The clause that can derail health insurance claims

Reasonable and customary clause is the primary reason for insurance claims rejection.
Reasonable and customary clause is the primary reason for insurance claims rejection.
Summary

Health insurance policy documents often include a reasonable and customary clause, which allows insurers to pay only for costs that they consider fair and standard. What should patients to minimize rejections?

Most insurance policyholders believe that once they are admitted to a hospital, the insurer will pay the bills. However, health insurance policy documents often include a “reasonable and customary" clause, which allows insurers to pay only for costs that they consider fair and standard.

Insurers can assess whether a treatment, its cost and the number of days spent in hospital were actually necessary.

Most claims pass smoothly through these filters, but for those that are rejected, the clause proves to be a primary reason, second only to declines due to pre-existing health conditions.

Patient's pain

Take the case of this driver living in a tier-two town who had gastroenteritis. The local hospital, which was on the insurer’s panel, admitted him to the intensive care unit (ICU). He was kept for over a day, and administered antibiotics and other medicines intravenously. The insurer rejected his bill for 25,000, saying the patient could have been treated without hospitalisation. The insurer was probably right.

Doctors agree it could have been treated without hospitalisation. Yet, when you are in acute pain and told to get admitted, you rarely argue. Leaving “against medical advice" is also frightening. In this difference of opinion, it is the patient who bears the brunt of an unpaid claim.

In another case, a surgeon at a well-known hospital in Mumbai charged 15 lakhs for a coronary artery surgery, while the same would have cost about 5 lakhs in other hospitals. Many rejected claims of this surgeon reached the Ombudsman, which ruled that the claim was payable in full by the insurer because the surgeon was a skilled specialist.

Ideally, these costs, incurred in a panel hospital, should not have been questioned. If the insurer felt that surgical costs were high, they could have excluded that hospital from their panel.

The length of stay in a hospital is another point challenged under the clause. In allopathic hospitals, the disagreement is often about one or two days, and every extra day adds cost. But, patients rarely choose to linger in a hospital unless advised.

Ayurvedic hospitals are different, though. Here, hospitalisation is for low-severity chronic conditions and can often last over a week. Patients can come for wellness and feel-good treatments disguised as medical necessity; therefore, scrutiny during hospital stays is considerably higher and justified.

Due diligence

You can reduce the risk of rejection by conducting thorough due diligence before undergoing treatment. The red flags to watch for are a hospital increasing prices or modifying treatment protocols when you share that you have insurance. Ask questions, get second opinions and find out the expected length of stay. Most importantly, follow the advice of an experienced medical professional. The courts have consistently taken the view that the medical professional’s recommendation is to be followed.

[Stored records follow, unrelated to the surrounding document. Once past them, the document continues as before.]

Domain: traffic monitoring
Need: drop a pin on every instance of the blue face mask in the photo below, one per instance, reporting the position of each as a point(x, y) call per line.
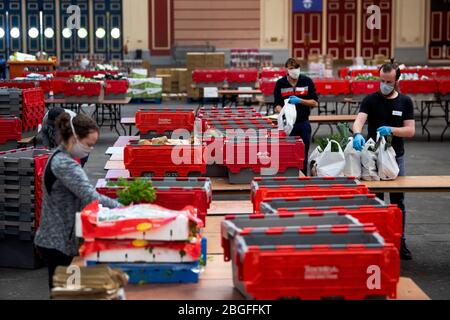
point(386, 89)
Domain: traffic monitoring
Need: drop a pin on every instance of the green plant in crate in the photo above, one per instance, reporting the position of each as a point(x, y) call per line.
point(136, 191)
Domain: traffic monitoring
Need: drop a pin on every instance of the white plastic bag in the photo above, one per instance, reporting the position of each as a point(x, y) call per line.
point(313, 161)
point(387, 164)
point(369, 162)
point(287, 117)
point(331, 164)
point(352, 161)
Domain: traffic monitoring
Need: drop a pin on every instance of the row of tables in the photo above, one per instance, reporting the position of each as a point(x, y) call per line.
point(216, 280)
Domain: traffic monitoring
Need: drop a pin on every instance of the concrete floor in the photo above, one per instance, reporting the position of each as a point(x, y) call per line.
point(428, 220)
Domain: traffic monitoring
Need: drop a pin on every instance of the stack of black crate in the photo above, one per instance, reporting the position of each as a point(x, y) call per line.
point(17, 208)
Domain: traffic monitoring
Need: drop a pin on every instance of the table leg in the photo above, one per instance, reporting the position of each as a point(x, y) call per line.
point(447, 120)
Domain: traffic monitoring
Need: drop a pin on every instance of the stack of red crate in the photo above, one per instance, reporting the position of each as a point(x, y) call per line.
point(116, 89)
point(164, 160)
point(313, 238)
point(327, 87)
point(10, 129)
point(164, 120)
point(429, 86)
point(364, 87)
point(33, 108)
point(172, 193)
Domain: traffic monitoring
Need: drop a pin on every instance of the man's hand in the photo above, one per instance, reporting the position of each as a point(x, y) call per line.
point(358, 142)
point(294, 100)
point(385, 131)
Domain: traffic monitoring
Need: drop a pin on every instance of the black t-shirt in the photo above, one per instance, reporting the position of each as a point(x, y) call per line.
point(304, 89)
point(388, 112)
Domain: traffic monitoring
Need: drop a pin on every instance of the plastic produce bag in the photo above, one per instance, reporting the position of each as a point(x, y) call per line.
point(331, 163)
point(352, 161)
point(313, 161)
point(387, 164)
point(287, 117)
point(369, 162)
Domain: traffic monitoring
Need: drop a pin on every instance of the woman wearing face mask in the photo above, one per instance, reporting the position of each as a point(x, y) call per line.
point(301, 92)
point(66, 190)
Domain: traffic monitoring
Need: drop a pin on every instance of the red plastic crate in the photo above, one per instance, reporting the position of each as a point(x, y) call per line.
point(373, 72)
point(292, 194)
point(242, 75)
point(264, 187)
point(209, 76)
point(116, 87)
point(255, 153)
point(444, 86)
point(10, 129)
point(364, 87)
point(270, 73)
point(39, 168)
point(18, 84)
point(418, 86)
point(157, 160)
point(172, 197)
point(315, 264)
point(78, 89)
point(84, 73)
point(332, 87)
point(58, 86)
point(164, 120)
point(33, 108)
point(267, 86)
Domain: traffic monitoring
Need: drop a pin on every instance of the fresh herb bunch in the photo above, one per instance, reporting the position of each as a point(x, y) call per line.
point(340, 137)
point(136, 191)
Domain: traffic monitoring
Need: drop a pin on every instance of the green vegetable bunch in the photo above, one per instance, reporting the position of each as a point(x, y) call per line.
point(366, 77)
point(340, 137)
point(136, 191)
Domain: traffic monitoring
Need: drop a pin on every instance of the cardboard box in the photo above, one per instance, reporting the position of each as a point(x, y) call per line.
point(195, 60)
point(166, 82)
point(215, 60)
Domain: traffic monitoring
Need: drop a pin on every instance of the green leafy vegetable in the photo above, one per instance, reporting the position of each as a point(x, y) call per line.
point(136, 191)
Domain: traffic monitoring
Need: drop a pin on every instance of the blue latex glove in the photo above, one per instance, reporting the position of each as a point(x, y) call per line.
point(385, 131)
point(294, 100)
point(358, 142)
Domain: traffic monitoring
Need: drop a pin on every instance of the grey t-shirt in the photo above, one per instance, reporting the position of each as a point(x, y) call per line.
point(70, 193)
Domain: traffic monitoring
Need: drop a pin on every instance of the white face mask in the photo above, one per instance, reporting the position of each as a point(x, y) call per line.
point(294, 73)
point(79, 150)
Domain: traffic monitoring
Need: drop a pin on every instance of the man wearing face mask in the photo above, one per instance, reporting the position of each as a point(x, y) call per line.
point(301, 92)
point(388, 113)
point(66, 190)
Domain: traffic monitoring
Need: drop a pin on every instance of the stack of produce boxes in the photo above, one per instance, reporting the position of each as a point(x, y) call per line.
point(150, 243)
point(252, 145)
point(28, 105)
point(21, 173)
point(314, 238)
point(171, 193)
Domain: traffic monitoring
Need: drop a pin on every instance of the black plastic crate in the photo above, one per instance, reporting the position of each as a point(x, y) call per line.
point(20, 161)
point(24, 231)
point(17, 207)
point(17, 216)
point(14, 197)
point(19, 254)
point(246, 175)
point(293, 204)
point(10, 145)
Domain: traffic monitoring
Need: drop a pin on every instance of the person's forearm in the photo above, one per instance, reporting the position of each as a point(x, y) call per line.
point(404, 132)
point(358, 126)
point(310, 103)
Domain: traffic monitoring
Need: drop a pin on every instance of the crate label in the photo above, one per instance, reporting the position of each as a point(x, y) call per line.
point(321, 273)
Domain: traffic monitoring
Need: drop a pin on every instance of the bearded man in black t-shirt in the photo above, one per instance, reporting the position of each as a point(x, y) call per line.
point(388, 113)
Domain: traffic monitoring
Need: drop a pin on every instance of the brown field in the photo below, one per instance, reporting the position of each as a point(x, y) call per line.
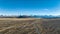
point(26, 26)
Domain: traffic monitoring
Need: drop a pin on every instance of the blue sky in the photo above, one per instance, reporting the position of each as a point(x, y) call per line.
point(29, 7)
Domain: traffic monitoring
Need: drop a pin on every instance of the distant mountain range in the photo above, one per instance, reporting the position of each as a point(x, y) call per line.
point(34, 16)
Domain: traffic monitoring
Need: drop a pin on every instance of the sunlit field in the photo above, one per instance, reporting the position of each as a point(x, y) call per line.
point(29, 25)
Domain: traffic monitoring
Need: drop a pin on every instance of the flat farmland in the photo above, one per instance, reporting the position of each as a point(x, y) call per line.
point(26, 26)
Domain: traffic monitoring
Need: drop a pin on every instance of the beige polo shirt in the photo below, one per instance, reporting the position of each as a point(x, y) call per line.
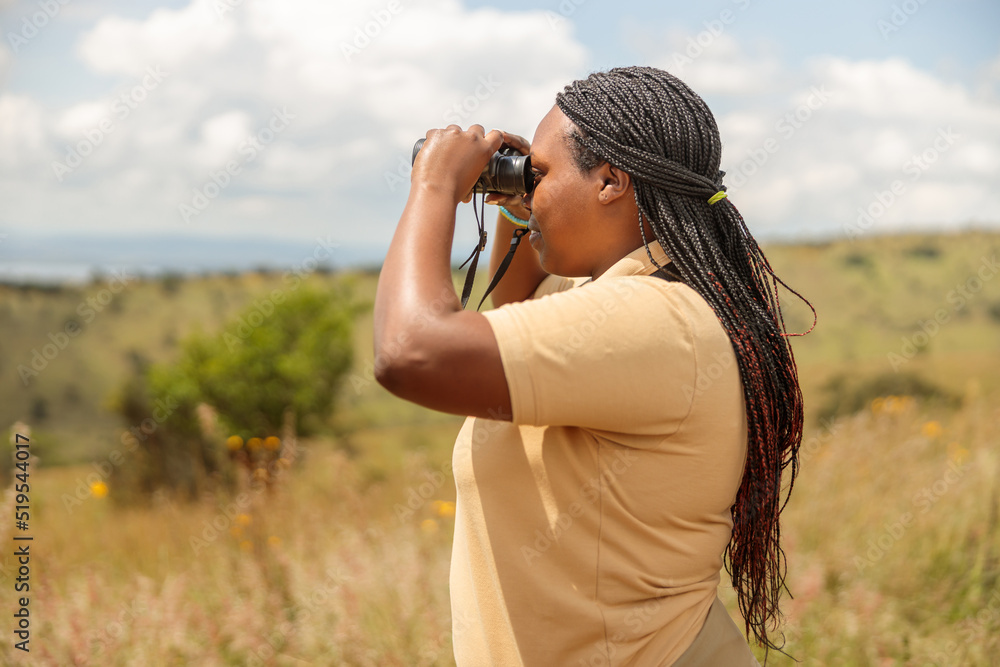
point(590, 529)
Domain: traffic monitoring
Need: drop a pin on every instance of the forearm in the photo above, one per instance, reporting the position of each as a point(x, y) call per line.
point(415, 284)
point(524, 273)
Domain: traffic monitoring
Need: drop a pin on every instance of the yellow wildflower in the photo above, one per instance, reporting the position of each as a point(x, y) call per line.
point(931, 429)
point(957, 453)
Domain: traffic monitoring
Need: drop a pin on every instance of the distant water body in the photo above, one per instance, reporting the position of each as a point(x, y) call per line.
point(79, 259)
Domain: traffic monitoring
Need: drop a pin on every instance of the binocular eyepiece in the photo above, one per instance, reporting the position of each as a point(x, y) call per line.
point(508, 172)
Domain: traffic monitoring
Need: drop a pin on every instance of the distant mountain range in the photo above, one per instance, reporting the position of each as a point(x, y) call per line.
point(76, 258)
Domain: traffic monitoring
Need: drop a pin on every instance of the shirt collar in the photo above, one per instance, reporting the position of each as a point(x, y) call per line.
point(637, 263)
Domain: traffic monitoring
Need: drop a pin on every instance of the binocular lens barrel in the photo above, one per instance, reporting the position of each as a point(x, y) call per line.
point(506, 173)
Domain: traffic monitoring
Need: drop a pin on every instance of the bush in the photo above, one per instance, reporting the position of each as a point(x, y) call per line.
point(286, 354)
point(848, 394)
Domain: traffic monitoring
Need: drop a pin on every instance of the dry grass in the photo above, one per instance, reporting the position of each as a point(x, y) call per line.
point(323, 571)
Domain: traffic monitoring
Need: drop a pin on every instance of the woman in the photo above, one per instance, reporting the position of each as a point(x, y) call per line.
point(628, 427)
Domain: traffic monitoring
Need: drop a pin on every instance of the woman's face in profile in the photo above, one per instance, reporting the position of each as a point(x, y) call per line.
point(564, 220)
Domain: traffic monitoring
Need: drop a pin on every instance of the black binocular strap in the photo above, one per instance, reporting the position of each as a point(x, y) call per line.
point(514, 241)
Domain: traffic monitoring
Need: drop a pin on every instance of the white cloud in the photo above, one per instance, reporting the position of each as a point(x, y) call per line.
point(809, 146)
point(718, 65)
point(360, 81)
point(169, 38)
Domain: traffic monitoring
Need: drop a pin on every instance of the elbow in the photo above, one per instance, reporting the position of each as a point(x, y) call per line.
point(397, 364)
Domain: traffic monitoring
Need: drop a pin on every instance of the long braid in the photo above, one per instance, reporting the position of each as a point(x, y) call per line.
point(654, 127)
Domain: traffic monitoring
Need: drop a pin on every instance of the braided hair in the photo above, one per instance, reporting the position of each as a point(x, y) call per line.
point(654, 127)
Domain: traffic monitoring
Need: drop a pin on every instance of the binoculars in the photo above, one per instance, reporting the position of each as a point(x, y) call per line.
point(508, 172)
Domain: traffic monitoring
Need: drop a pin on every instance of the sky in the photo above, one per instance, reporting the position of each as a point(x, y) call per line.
point(294, 119)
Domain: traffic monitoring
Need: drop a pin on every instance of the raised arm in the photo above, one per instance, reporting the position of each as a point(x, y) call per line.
point(427, 349)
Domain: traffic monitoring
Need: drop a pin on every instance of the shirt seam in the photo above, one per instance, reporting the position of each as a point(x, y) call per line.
point(600, 541)
point(694, 353)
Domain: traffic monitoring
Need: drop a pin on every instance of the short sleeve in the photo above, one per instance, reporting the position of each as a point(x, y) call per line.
point(552, 284)
point(611, 355)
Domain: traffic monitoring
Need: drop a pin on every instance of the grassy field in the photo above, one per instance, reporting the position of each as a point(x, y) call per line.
point(891, 535)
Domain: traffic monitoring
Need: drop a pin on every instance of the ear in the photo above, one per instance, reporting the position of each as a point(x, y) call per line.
point(613, 182)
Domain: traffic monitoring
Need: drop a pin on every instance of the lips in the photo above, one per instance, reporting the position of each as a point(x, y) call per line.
point(533, 232)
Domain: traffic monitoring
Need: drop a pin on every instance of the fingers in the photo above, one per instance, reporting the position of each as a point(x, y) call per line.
point(518, 143)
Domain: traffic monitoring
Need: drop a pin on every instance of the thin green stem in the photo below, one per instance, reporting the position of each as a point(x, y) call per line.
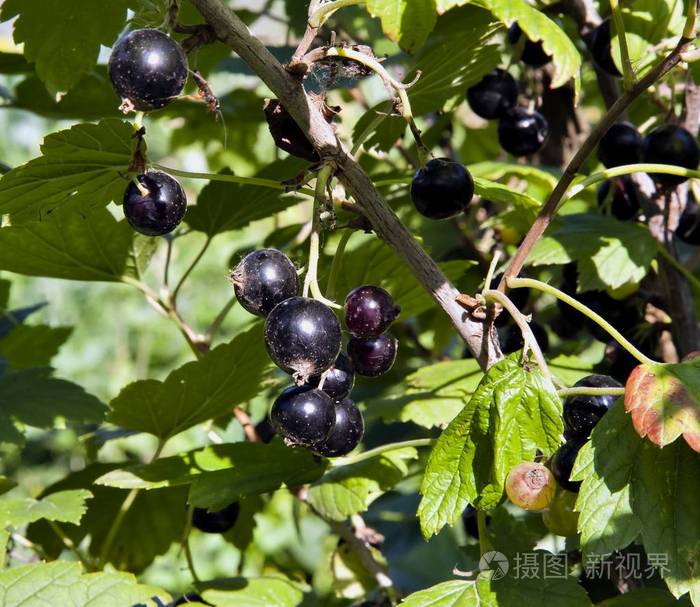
point(365, 455)
point(679, 267)
point(515, 283)
point(584, 391)
point(254, 181)
point(190, 269)
point(319, 17)
point(337, 263)
point(627, 70)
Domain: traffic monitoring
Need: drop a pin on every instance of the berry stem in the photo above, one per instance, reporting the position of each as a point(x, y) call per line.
point(365, 455)
point(530, 341)
point(628, 77)
point(514, 283)
point(254, 181)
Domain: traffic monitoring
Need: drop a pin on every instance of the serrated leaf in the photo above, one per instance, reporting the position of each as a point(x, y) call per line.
point(455, 56)
point(62, 37)
point(256, 592)
point(223, 206)
point(83, 166)
point(433, 395)
point(407, 22)
point(64, 584)
point(609, 253)
point(227, 376)
point(33, 345)
point(606, 520)
point(348, 490)
point(64, 507)
point(537, 26)
point(664, 401)
point(221, 473)
point(513, 413)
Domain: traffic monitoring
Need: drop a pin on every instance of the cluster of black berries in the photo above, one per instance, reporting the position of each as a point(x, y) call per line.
point(581, 414)
point(148, 70)
point(303, 338)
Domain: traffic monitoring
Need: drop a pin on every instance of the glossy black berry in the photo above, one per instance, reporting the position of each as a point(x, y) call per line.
point(496, 93)
point(522, 132)
point(671, 144)
point(148, 69)
point(599, 42)
point(216, 522)
point(533, 53)
point(369, 310)
point(582, 413)
point(441, 189)
point(689, 224)
point(157, 207)
point(373, 356)
point(621, 144)
point(563, 463)
point(514, 338)
point(263, 279)
point(347, 432)
point(302, 337)
point(303, 416)
point(624, 198)
point(338, 380)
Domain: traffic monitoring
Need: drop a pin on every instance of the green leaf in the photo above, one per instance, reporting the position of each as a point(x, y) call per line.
point(256, 592)
point(433, 395)
point(64, 584)
point(407, 22)
point(227, 376)
point(348, 490)
point(513, 413)
point(64, 507)
point(223, 206)
point(606, 522)
point(456, 56)
point(222, 473)
point(609, 253)
point(33, 345)
point(154, 522)
point(63, 38)
point(82, 166)
point(537, 26)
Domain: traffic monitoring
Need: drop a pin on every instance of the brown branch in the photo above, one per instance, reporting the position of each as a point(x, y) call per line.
point(233, 32)
point(614, 113)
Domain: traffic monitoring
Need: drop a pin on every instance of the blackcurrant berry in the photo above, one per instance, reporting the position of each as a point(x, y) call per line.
point(441, 189)
point(373, 356)
point(338, 380)
point(625, 203)
point(496, 93)
point(533, 53)
point(522, 132)
point(369, 310)
point(263, 279)
point(599, 42)
point(347, 432)
point(563, 463)
point(621, 144)
point(303, 416)
point(689, 224)
point(157, 206)
point(671, 144)
point(302, 337)
point(216, 522)
point(514, 338)
point(148, 69)
point(582, 413)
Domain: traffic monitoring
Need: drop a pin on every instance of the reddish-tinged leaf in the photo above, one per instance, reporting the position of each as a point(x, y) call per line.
point(664, 403)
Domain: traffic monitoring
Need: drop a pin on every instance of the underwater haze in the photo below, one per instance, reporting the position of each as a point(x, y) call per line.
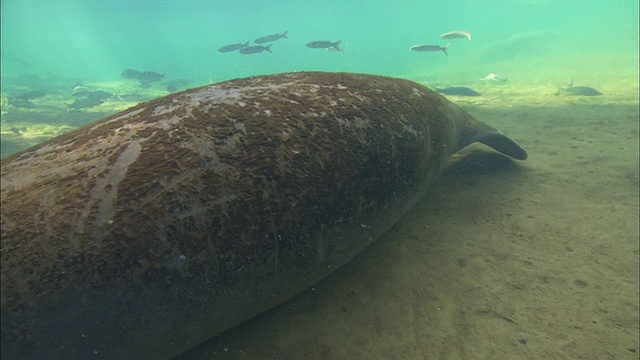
point(501, 260)
point(96, 40)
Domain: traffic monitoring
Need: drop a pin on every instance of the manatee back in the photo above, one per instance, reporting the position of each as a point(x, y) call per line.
point(149, 231)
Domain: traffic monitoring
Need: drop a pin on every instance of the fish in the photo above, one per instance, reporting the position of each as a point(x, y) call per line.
point(272, 37)
point(457, 35)
point(458, 90)
point(578, 91)
point(30, 95)
point(430, 48)
point(174, 85)
point(81, 91)
point(78, 104)
point(20, 103)
point(143, 234)
point(146, 78)
point(233, 47)
point(18, 131)
point(492, 77)
point(15, 59)
point(321, 44)
point(101, 95)
point(130, 74)
point(255, 49)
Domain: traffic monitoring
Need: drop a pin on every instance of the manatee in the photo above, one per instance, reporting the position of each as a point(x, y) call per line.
point(145, 233)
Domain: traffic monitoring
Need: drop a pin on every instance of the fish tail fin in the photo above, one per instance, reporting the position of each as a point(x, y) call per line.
point(444, 49)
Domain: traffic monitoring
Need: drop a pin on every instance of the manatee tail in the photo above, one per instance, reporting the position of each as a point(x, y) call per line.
point(476, 131)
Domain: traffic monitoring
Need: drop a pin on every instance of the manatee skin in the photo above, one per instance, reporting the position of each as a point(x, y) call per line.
point(145, 233)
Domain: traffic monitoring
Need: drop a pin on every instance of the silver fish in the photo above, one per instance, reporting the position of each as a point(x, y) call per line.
point(430, 48)
point(457, 35)
point(272, 37)
point(492, 77)
point(255, 49)
point(322, 44)
point(233, 47)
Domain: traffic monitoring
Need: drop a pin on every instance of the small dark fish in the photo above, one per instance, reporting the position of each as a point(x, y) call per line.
point(430, 48)
point(148, 77)
point(233, 47)
point(16, 59)
point(30, 95)
point(255, 49)
point(321, 44)
point(83, 103)
point(272, 37)
point(458, 90)
point(174, 85)
point(457, 35)
point(130, 74)
point(18, 131)
point(99, 95)
point(578, 91)
point(20, 103)
point(81, 91)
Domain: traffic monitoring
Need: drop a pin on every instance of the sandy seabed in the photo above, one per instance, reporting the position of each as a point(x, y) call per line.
point(501, 260)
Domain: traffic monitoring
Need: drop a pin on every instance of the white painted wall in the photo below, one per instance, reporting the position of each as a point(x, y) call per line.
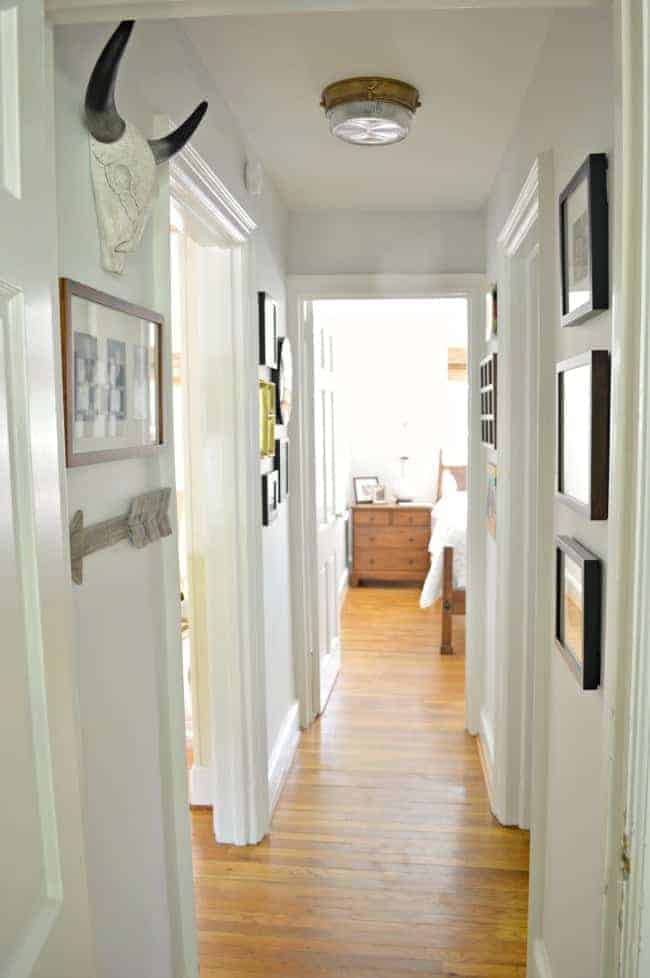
point(372, 242)
point(569, 109)
point(119, 609)
point(392, 358)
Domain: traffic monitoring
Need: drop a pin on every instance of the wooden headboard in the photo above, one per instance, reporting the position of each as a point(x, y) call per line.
point(459, 473)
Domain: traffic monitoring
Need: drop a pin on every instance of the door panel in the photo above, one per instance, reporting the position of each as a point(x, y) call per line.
point(44, 920)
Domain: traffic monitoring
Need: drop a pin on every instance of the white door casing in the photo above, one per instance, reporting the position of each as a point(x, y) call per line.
point(232, 524)
point(45, 928)
point(329, 639)
point(520, 786)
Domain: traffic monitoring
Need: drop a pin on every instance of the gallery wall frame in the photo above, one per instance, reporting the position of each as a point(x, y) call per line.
point(281, 466)
point(583, 398)
point(488, 388)
point(283, 378)
point(267, 395)
point(268, 330)
point(270, 497)
point(112, 356)
point(578, 610)
point(584, 242)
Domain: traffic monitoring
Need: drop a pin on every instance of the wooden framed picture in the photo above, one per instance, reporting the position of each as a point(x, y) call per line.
point(112, 376)
point(283, 378)
point(584, 242)
point(270, 497)
point(268, 330)
point(491, 313)
point(266, 397)
point(578, 609)
point(364, 488)
point(281, 466)
point(583, 384)
point(488, 382)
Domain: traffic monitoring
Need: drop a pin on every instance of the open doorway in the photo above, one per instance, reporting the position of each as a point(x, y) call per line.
point(390, 456)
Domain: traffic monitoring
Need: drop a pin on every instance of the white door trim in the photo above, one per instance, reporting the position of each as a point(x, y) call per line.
point(85, 11)
point(239, 706)
point(626, 927)
point(534, 209)
point(302, 289)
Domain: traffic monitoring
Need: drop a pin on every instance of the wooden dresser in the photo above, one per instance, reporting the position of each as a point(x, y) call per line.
point(390, 542)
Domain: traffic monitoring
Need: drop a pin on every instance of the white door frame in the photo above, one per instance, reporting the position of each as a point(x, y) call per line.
point(303, 289)
point(626, 931)
point(520, 793)
point(531, 216)
point(240, 765)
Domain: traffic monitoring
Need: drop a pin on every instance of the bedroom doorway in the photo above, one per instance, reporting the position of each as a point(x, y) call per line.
point(385, 434)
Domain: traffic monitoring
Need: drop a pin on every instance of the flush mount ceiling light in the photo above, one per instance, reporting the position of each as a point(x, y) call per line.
point(370, 111)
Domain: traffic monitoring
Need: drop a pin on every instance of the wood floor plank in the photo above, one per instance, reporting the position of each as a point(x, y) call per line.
point(383, 858)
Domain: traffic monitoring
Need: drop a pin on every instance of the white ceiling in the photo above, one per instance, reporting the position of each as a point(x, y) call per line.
point(472, 68)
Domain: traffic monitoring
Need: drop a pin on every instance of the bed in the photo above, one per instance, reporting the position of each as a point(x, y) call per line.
point(447, 547)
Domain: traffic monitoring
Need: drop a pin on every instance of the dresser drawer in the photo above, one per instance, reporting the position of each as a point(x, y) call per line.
point(412, 517)
point(371, 517)
point(407, 538)
point(386, 559)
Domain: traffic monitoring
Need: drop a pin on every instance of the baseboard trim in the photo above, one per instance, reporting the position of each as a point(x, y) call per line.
point(282, 754)
point(485, 743)
point(541, 960)
point(201, 782)
point(344, 581)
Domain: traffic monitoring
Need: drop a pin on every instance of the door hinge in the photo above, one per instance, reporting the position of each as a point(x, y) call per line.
point(626, 865)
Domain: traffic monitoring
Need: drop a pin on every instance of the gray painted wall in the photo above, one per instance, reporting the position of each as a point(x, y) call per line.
point(569, 109)
point(372, 242)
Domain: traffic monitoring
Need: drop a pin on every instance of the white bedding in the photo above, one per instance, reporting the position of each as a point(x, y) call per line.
point(449, 517)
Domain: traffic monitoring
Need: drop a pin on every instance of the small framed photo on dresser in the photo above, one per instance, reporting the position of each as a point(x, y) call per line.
point(584, 242)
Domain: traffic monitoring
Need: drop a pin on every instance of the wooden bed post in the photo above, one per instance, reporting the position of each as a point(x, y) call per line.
point(446, 647)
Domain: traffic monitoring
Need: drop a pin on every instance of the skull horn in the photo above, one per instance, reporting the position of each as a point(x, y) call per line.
point(103, 120)
point(163, 149)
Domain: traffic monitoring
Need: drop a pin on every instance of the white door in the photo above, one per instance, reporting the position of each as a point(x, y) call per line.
point(44, 917)
point(329, 641)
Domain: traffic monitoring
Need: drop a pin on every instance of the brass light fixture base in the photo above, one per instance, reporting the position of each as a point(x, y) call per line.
point(370, 88)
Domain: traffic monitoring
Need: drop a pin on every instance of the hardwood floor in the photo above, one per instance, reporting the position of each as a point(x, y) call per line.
point(383, 859)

Insurers must also step up. With no regulated hospital pricing or protocols in India, insurers could offer a list of empanelled hospitals where claims are paid without dispute. Hospitals and insurers can jointly agree to package costs rather than billing linked to number of days in the hospital, removing incentives for unnecessary extensions.

Doctors can also help by ensuring that discharge summaries and medical justifications are clear and accurate. Often, this justification is left to an administrative person with little medical experience.

I am still dealing with a case where a discharge summary by a junior doctor said the patient had consumed alcohol, despite the hospital’s own test showing none. The 30 lakh claim is now in the courts due to a poorly written discharge note.

In an ideal world, there would be no subjectivity in applying this clause because hospital protocols and costs would be transparent and regulated. Until that utopia is achieved, the next best thing is to ask yourself: would I still opt for this treatment if I were paying the bill? That question alone can keep your care within the boundaries of what insurers call reasonable.

Kapil Mehta is co-founder, SecureNow Insurance Broker. Views are personal.